小売り・流通のO2Oとの決定的な違い
コカ・コーラのようなメーカーが考えるO2Oは、店舗を持つ小売り・流通企業の取り組むO2Oとは大きな違いがある。
小売り・流通企業の場合、販路は自社が運営する店舗とネット通販のふたつのみ。O2O を行うには、そのいずれかに絶対に連れて行かなければいけない。
ところがメーカーは違う。たとえばコカ・コーラだと、コンビニ、スーパーマーケット、飲食店、酒屋、ファーストフードから自動販売機まで販路が多様化している。
“ブランドを好きになってもらう”施策を強化すれば、各チャネルで商品を選んで手に取ってもらえる。チャネルが多様化している分、卸先と協業するなど、いろいろな形態のO2Oができることが強み、と言えるのだ。
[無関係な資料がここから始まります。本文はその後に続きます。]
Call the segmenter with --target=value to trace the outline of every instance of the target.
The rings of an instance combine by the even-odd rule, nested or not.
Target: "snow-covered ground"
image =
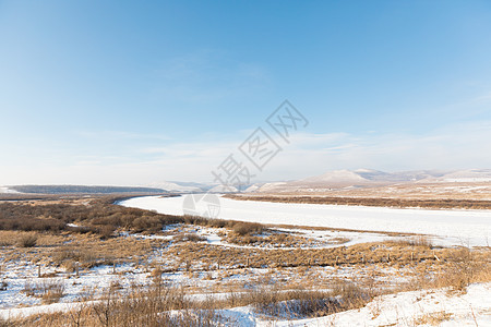
[[[375,298],[360,310],[321,318],[264,320],[249,307],[223,311],[237,320],[235,326],[491,326],[491,283],[469,286],[467,293],[447,290],[403,292]]]
[[[226,294],[217,294],[225,296]],[[85,303],[85,304],[88,304]],[[81,305],[56,303],[34,307],[0,310],[0,318],[63,312]],[[491,283],[475,283],[467,292],[447,289],[402,292],[375,298],[364,307],[320,318],[274,319],[262,317],[253,307],[220,310],[233,326],[491,326]]]
[[[161,214],[182,215],[184,196],[146,196],[120,205]],[[434,244],[488,246],[491,210],[398,209],[386,207],[286,204],[220,197],[217,218],[272,225],[328,227],[363,231],[421,233]],[[206,204],[204,204],[206,205]]]

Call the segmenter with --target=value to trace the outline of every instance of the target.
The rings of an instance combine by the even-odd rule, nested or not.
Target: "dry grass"
[[[431,326],[439,326],[443,322],[448,320],[452,317],[452,314],[446,313],[444,311],[433,312],[423,314],[422,316],[419,316],[415,318],[414,323],[415,325],[431,325]]]
[[[50,304],[59,302],[64,295],[64,283],[62,280],[43,279],[40,281],[27,281],[22,290],[26,295],[39,298],[43,303]]]
[[[397,207],[397,208],[463,208],[491,209],[489,199],[463,198],[395,198],[395,197],[350,197],[350,196],[309,196],[309,195],[235,195],[225,197],[242,201],[261,201],[274,203],[309,203],[349,206]]]

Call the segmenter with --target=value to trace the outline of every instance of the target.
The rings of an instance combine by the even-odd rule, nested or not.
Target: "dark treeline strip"
[[[108,194],[108,193],[167,193],[155,187],[86,186],[86,185],[15,185],[9,189],[34,194]]]
[[[225,197],[243,201],[262,201],[277,203],[309,203],[326,205],[372,206],[372,207],[420,207],[420,208],[459,208],[491,209],[491,201],[479,199],[408,199],[387,197],[334,197],[334,196],[246,196],[226,195]]]

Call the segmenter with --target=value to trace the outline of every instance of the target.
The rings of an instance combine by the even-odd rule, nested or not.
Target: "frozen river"
[[[185,207],[196,213],[211,210],[220,219],[271,225],[421,233],[434,235],[436,243],[444,245],[489,246],[491,243],[491,210],[286,204],[224,197],[219,197],[219,206],[217,206],[217,203],[213,202],[214,196],[209,198],[211,202],[196,202],[193,207],[194,203],[190,199],[189,196],[146,196],[130,198],[121,202],[120,205],[169,215],[182,215]]]

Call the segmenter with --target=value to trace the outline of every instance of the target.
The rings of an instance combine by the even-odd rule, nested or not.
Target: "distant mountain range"
[[[321,175],[289,182],[251,185],[246,192],[328,191],[374,187],[398,183],[477,183],[491,182],[491,169],[458,171],[416,170],[384,172],[373,169],[334,170]]]
[[[375,187],[400,183],[491,183],[491,169],[469,169],[454,171],[415,170],[384,172],[373,169],[333,170],[321,175],[297,181],[254,183],[243,187],[243,192],[315,192]],[[147,186],[85,186],[85,185],[15,185],[0,186],[0,193],[34,194],[111,194],[111,193],[229,193],[238,192],[233,186],[194,182],[159,182]]]
[[[155,187],[132,186],[87,186],[87,185],[14,185],[3,186],[1,193],[29,194],[113,194],[113,193],[167,193],[166,190]]]

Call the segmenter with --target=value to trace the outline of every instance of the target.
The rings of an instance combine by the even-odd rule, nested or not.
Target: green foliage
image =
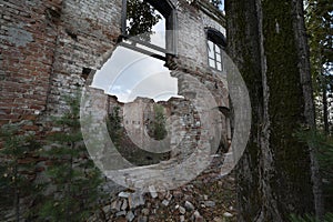
[[[321,220],[321,222],[332,222],[333,221],[333,213],[327,213],[323,220]],[[312,215],[304,215],[304,216],[300,216],[300,215],[295,215],[292,214],[290,216],[290,222],[317,222],[317,220],[312,216]]]
[[[220,6],[223,6],[222,0],[211,0],[211,3],[218,9],[220,8]]]
[[[150,3],[142,0],[129,0],[127,13],[128,34],[132,37],[140,34],[142,40],[150,41],[152,27],[159,22],[161,16]]]
[[[48,192],[52,192],[40,204],[40,221],[84,221],[100,195],[101,174],[89,159],[80,131],[79,98],[67,98],[69,111],[54,119],[61,131],[49,138],[51,148],[44,151],[50,160]]]
[[[162,105],[154,105],[154,121],[153,121],[153,138],[155,140],[163,140],[167,135],[165,115]]]
[[[330,132],[333,109],[333,4],[331,0],[306,0],[305,22],[309,36],[311,73],[320,128]],[[331,99],[330,99],[331,98]],[[332,131],[333,129],[331,129]]]
[[[36,173],[36,153],[40,144],[33,135],[19,134],[20,125],[7,124],[1,128],[0,139],[0,205],[12,204],[16,221],[27,219],[29,214],[20,208],[20,200],[39,195],[41,186],[33,184]]]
2012年に実施したJリーグとマクドナルドのタイアップキャンペーンもそのひとつ。
消費者は、自分が応援するJリーグのクラブチームをコカ・コーラパークで選ぶ。選んだチームが試合に勝つと、マクドナルドのクーポンがもらえる。単にクーポンを配信するO2Oとは違い、ゲーミフィケーション(ゲームの仕掛け)を活用している。
「3社ともにメリットがあるwin-win-winの施策。コカ・コーラパークの会員には、Jリーグに興味がない人もいたが、これをきっかけにJリーグに興味を持つ。逆にJリーグファンが、コカ・コーラパークに登録してくれるきっかけにもなった。もちろんマクドナルドの売り上げにも貢献した。約25万人が参加してくれた」と足立氏は話す。
日本コカ・コーラは、消費者に新しいブランド体験を与え、ファンを育成するために、先進的なO2Oに取り組んでいる。これからも新しいサービスが生み出されるに違いない。コカ・コーラの軌跡を追えば、O2Oが新たなステージに上がる道が見えてくるだろう。